With all of this going on, we get the tale told through Jim Gordon as he and a couple of other cops wait alongside the batsignal hoping Batman will come along. But we see through the narration how Batman has been following this himself from the very start, which Gordon knows, and has been hitting the street to find information and roughing up the right people for it. Knowing that the next target of value is going to be the Joker, he’s able to get Gordon to start the pattern for figuring out where he is in order to try and stop the gas mask killer and it works well in establishing the boundaries of this storyline. I like the framing overall and that we get some solid dialogue and narration from Batman as well, so we get a couple of different views that still revolve around the same central storyline.

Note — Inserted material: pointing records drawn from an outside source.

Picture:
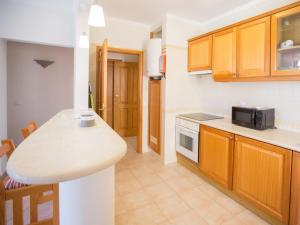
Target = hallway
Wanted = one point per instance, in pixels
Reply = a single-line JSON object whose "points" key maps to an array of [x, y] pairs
{"points": [[149, 193]]}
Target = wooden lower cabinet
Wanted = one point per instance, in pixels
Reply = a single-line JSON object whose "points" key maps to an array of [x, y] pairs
{"points": [[262, 176], [216, 155], [295, 191]]}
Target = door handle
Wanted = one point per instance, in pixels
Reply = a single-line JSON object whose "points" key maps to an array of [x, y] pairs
{"points": [[102, 108]]}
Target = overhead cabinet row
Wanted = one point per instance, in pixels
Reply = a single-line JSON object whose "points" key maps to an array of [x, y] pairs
{"points": [[267, 48]]}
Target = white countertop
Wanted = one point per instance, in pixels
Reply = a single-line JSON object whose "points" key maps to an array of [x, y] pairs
{"points": [[280, 137], [61, 150]]}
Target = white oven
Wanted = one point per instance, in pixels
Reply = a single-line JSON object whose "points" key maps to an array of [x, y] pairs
{"points": [[187, 139]]}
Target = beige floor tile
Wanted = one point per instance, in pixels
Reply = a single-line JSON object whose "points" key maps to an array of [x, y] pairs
{"points": [[149, 179], [190, 218], [158, 191], [179, 184], [172, 206], [128, 186], [135, 200], [168, 173], [214, 214], [140, 171], [211, 191], [147, 215], [230, 205], [155, 194], [246, 218], [124, 175], [156, 166], [195, 198], [195, 179], [182, 170]]}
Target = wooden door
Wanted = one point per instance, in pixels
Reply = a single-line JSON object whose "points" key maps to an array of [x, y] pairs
{"points": [[224, 54], [216, 155], [154, 114], [253, 48], [295, 190], [262, 176], [199, 54], [102, 82], [126, 98], [285, 26]]}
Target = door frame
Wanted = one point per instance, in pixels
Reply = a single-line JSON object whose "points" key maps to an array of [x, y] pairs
{"points": [[140, 55]]}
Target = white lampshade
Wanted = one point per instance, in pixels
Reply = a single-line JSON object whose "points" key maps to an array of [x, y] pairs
{"points": [[84, 41], [96, 17]]}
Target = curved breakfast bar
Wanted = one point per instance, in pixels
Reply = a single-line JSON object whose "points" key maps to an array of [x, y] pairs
{"points": [[80, 159]]}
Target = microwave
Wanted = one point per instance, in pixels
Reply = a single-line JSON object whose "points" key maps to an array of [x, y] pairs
{"points": [[255, 118]]}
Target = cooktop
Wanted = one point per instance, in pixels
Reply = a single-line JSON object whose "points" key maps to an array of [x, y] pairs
{"points": [[200, 116]]}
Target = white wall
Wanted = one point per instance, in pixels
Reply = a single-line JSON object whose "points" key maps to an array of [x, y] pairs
{"points": [[37, 24], [35, 93], [81, 62], [127, 35], [121, 34], [3, 89], [3, 98], [201, 93]]}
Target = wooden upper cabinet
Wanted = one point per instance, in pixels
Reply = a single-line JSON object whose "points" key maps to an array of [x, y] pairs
{"points": [[224, 54], [295, 193], [199, 54], [253, 48], [285, 43], [216, 155], [262, 176]]}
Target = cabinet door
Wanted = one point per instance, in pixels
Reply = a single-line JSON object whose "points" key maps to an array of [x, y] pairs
{"points": [[295, 193], [262, 176], [199, 54], [253, 48], [216, 155], [154, 114], [285, 43], [224, 54]]}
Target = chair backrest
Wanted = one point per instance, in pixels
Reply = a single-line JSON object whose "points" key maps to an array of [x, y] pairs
{"points": [[7, 148], [26, 131]]}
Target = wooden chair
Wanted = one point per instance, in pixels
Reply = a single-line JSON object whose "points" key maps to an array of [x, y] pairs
{"points": [[38, 194], [26, 131]]}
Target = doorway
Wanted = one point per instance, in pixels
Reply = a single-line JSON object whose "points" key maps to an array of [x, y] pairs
{"points": [[119, 83], [122, 81]]}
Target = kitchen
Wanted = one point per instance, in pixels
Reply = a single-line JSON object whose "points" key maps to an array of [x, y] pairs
{"points": [[217, 139]]}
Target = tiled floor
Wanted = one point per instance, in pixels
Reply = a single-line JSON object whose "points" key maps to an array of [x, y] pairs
{"points": [[149, 193]]}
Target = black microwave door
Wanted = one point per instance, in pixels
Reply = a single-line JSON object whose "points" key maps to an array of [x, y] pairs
{"points": [[244, 117]]}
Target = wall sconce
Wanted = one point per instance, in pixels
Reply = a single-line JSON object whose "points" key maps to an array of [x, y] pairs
{"points": [[84, 41]]}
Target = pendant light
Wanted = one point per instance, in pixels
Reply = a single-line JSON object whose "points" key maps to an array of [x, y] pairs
{"points": [[84, 41], [96, 17]]}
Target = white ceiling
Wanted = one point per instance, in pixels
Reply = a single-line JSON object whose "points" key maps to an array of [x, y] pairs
{"points": [[62, 5], [149, 11]]}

While a familiar setup is underway here, there’s plenty to like with the book as it gets going. I have very fond memories of the 90’s release of the Legend of the Dark Knight series and while I won’t say I wasn’t expecting the kind of prestige book here we got then, I was looking forward to getting some fun Batman stories without having to grapple with the whole of continuity. And that’s what’s being offered here in a good clean way, a chance to read some solid Batman stories with solid creative talent behind it without all the extra stuff that a lot of casual readers aren’t looking for – while allowing all of that to exist in the mainline books. Darick Robertson is a great pick to start this off with as the script is good, the characterizations are strong, and the artwork is great. I’m looking forward to the rest of it.